Под рубкой в кают компании находится центр качки, и если уцепиться там когтями или упереться твёрдым взглядом в точку и не смотреть в люмик, то вполне себе ничего, можно даже продолжать жить и есть. Там я поел плов с испорченным чесноком и все вышло на новый уровень. Так подкатило, что я испытал толчок от которого глаза чуть не вышибло! Закрывая рот на бегу, вскочил, столкнулся с буфетчиком, с треском ударился о переборку и побежал, пуская во все стороны тонкую струю сквозь закупоренные губы, и, захлебываясь, упал на планширь левого борта, где начал страстно выворачиваться наизнанку.
Ни в одну свою вахту в рыбном ящике я не вложил столько огня и стараний.
В тот день крупных дел у меня больше не было. После этого в кают-компанию не ходил, а питался я с тех пор Боржоми и галетами.
Даже в своей каюте отдыха не было, там матросы курили без перекура. Им было лень переодеваться, они сидели в роконах. А на роконе том рыбьи кишки уже и не смывались.
Прямо в них моряки и сидели, чай пили и снова бесконечно курили, видимо из-за вони дышать можно было только через сигарету.
- Эй, студент, курить будешь?
- Та не буду я!
- А баба твоя?
- Та нет у меня бабы!
- Потому и нет, что не куришь!
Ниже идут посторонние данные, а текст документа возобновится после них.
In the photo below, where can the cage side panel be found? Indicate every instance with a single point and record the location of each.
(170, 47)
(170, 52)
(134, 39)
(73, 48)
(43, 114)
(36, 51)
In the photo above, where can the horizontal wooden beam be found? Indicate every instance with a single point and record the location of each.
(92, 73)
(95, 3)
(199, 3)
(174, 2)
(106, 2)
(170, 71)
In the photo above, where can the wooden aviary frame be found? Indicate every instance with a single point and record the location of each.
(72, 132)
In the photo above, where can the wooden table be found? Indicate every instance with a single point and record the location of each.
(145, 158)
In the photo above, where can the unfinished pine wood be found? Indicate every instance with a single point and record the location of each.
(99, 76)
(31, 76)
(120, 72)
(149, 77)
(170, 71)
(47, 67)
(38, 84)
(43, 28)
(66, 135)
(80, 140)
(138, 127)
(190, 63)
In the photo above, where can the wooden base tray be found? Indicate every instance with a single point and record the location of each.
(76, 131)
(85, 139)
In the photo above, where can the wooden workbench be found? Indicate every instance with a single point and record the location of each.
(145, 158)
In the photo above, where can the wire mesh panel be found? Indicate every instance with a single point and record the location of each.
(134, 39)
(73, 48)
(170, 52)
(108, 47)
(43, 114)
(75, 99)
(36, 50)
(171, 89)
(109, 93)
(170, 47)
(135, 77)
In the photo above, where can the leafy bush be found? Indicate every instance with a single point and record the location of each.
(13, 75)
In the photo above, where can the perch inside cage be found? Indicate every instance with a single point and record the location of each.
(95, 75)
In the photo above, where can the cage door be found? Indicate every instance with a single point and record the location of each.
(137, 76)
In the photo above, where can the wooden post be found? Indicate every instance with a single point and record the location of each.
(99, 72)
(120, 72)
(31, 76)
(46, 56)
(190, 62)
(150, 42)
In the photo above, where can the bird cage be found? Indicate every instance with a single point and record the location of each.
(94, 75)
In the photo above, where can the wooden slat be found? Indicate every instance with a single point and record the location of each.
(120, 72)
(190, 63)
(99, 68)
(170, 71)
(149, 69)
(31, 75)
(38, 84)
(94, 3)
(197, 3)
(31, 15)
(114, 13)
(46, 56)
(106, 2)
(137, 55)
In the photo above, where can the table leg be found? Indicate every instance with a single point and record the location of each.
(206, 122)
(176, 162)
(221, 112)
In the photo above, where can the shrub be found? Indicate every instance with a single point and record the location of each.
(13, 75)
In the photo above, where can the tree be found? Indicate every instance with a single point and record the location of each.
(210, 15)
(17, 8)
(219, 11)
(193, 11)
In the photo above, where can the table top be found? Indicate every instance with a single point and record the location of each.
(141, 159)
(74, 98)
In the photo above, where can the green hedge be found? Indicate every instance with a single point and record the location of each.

Аха-хаах!
Вот тут я не помню, высунулся кэп из люмика или нет.
В общем качка там присутствовала что бы ни делал и куда б ни шёл. Когда палуба ходуном ходит, а глаза передают в мозг картинку прыгающего вверх вниз моря, еда обязательно просится на это взглянуть.
Ну не думаете же вы, что при качке выполнение трудовой задачи приостанавливается? А все ждут, пока море утихнет и швыряют девственниц древним богам морских пучин, принося их в жертву?
На мостике, куда меня звали на руление, блевать было проще - не надо с собой таскать ведро.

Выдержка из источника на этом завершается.